Google Wallet is a payment service that allows users to store information about their credit cards, loyalty cards and other similar things that one might normally find in a wallet in their smartphones instead. The idea is that users have everything they need in one place. With near field communication technology found in some Android smartphones, users can just tap their phones to special terminals at retail stores and they’ve paid for their transaction instantly, because their phone sent the payment information to the register.
As Bloomberg notes, however, adoption of the service has been slow. Not all the U.S. carriers support it, after all. Verizon, for example, has cast its lot with Isis, a similar payment service being spearheaded by several credit card companies. Citing an unnamed source, the report claims that Google is discussing sharing revenue with AT&T and Verizon to encourage them to adopt the service and to carry more NFC-enabled smartphones to make it work.
Meanwhile, Bloomberg says Google is actively working on the other side of Wallet, which consists of creating partnerships with businesses and retailers in order to push coupons and deals to consumers. Targeting Wallet users correctly can get them into stores and using the service, which earns Google advertising money for the coupons – money it may well split with cellular carriers.

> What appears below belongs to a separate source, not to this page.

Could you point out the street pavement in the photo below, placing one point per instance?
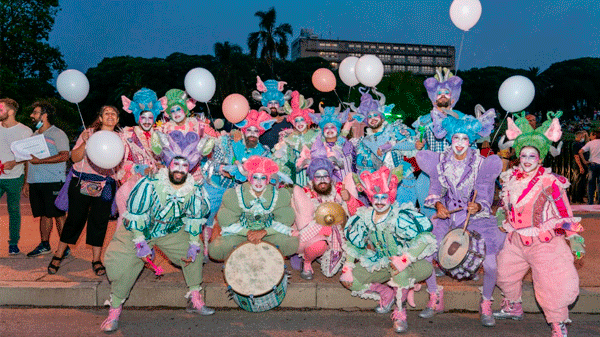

Google Wallet has been an initiative that Google has seemed to be excited about for some time, but it has hit some roadblocks of late. The tech giant recently shut down Wallet’s ability to work with prepaid credit cards because of a security liability that was discovered in the service. In the last few days, Google reinstated prepaid card capability with its app, and offered users $5 for the inconvenience. Still, it doesn’t seem as though the security issue didn’t help Google’s image.
The carrier revenue sharing plan may well help to push Google Wallet to more users, but the trouble really seems to be getting more NFC-enabled smartphones in users’ hands, and in getting them comfortable trading their wallets for just their phones. It seems like an easy transition, but Google will need to convince users that they don’t have anything to worry about if they trust their phone to protect their money.